Hugh Martin
THE CELEBRATION of 'Sugar Week' from June 11-17 by the Jamaica Association of Sugar Technologists (JAST) may have been viewed by some as a self-indulgent exercise of a group of people reluctant to accept the inevitability of their demise. Had those sugar-bashers taken the time to attend even one of the events carried out during the week, they would have come away wanting to take another look at this industry which to them has been associated with so much pain, violence and exploitation over its 300-year history.
Not having had the benefit of hearing the experiences of those farmers, workers, technologists and administrators derived from research and involvement, they will continue to base their arguments on the undeniable facts at hand. These include declining production, reducing prices, high production costs and inefficiencies at field and factory level. In addition, they will cite the enormous amounts taken from the public purse to keep the Government-owned factories afloat. Compelling basis for the argument to shut down the industry, aren't they?
OF A DIFFERENT VIEW
But Livingstone Morrison, president of the Sugar Company of Jamaica (SCJ) that has for so long depended on government grants to keep the mills turning at less than a third of their capacity, is of a much different view. Speaking at the launch of Sugar Week in Westmoreland, Mr. Morrison declared that the local industry had the capacity to "remain competitive". I believe he was misquoted and must have said "to become competitive" for everyone knows of the inefficiencies, especially within the SCJ. Indeed, in identifying the need for plant modernisation, improved field operations and greater labour productivity, he was acknowledging the uncompetitiveness of the industry in its present state.
The question has been asked and could be repeated: What has happened to the billions of dollars that the Government is supposed to have dumped into the company since its re-acquisition just under a decade ago. We have heard that much of it has gone to pay off debts that were incurred prior to re-acquisition but quite a bit was supposed to have been used for retooling of factories. Apparently the SCJ, which accounts for about 70 per cent of the industry, has been cash-starved from day one and the funds received have never been enough to get it out of debt and into proper operating condition. Based on the performance of the two privately-owned factories and that of a number of farmers, it is clear that with proper management the sugar industry can be viable in spite of the difficulties it has been experiencing in recent times.
Agriculture and Land Minister, Roger Clarke, himself a successful cane farmer, speaking at the launch function , seems to have been singing from the same hymn sheet as Mr.

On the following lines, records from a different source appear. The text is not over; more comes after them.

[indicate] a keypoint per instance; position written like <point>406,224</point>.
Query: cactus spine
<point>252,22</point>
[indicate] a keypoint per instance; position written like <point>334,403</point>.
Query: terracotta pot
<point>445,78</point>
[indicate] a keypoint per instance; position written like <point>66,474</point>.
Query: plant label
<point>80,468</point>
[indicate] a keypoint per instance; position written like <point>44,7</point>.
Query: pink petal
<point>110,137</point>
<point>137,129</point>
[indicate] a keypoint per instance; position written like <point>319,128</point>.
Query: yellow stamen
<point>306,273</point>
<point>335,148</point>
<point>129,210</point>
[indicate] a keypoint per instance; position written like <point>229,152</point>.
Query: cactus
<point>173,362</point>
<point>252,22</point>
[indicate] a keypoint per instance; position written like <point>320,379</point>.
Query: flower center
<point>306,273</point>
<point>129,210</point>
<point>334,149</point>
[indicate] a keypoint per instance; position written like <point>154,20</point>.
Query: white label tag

Morrison at last. (And why not, since they were at the same church service.) He declared that sugar cane was "still the best agricultural crop that can be grown in Jamaica".
'LEAVE SUGAR ALONE'
And, as if they were crafting a sugar Memorandum of Understanding (MoU), Opposition spokesman on Agriculture, Senator Anthony Johnson, joined in to declare the importance of the sugar industry which was occupying only 70,000 acres of the 400,000 acres of land available for farming.

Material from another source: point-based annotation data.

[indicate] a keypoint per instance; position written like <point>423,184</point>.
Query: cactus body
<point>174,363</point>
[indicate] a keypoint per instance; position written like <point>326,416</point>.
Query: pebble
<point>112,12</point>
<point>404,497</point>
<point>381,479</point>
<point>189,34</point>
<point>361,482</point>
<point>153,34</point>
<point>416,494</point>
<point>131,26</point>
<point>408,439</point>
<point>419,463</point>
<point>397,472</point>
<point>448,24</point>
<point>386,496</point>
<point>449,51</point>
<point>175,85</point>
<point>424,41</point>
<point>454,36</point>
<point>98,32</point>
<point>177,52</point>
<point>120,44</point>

"Leave sugar alone," he urged. "Use some of the other acreage that is idle to grow other crops. There is room for all of them." Senator Johnson was at a JAST field day in Clarendon on Thursday, June 15, part of the activities of Sugar Week.

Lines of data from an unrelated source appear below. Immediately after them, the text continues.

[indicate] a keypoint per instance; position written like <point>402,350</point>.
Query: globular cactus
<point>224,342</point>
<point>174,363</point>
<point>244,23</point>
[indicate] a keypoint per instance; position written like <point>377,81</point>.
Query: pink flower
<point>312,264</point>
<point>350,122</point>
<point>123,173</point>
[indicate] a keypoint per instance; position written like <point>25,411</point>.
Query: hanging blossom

Yet, all of those declarations could not be enough to convince any doubtful Thomas to invest in sugar when it is well known that the price paid for our exports to the European Union will be reduced by 39 per cent over the next four years. But those persons, who attended the seminar put on by the Sugar Week committee at Bernard Lodge on Tuesday, June 13, were very anxious to go out and plant cane when they heard from Mr. Lindsay Jolly, senior economist with the International Sugar Organisation (ISO) and Mr. Joshua Jaddoo, factory services manager at the Sugar Industry Research Institute on the real benefits to be derived from the production of ethanol, molasses, rum and electricity. The sugar cane is demonstrating once again that it is "a hard plant fe dead".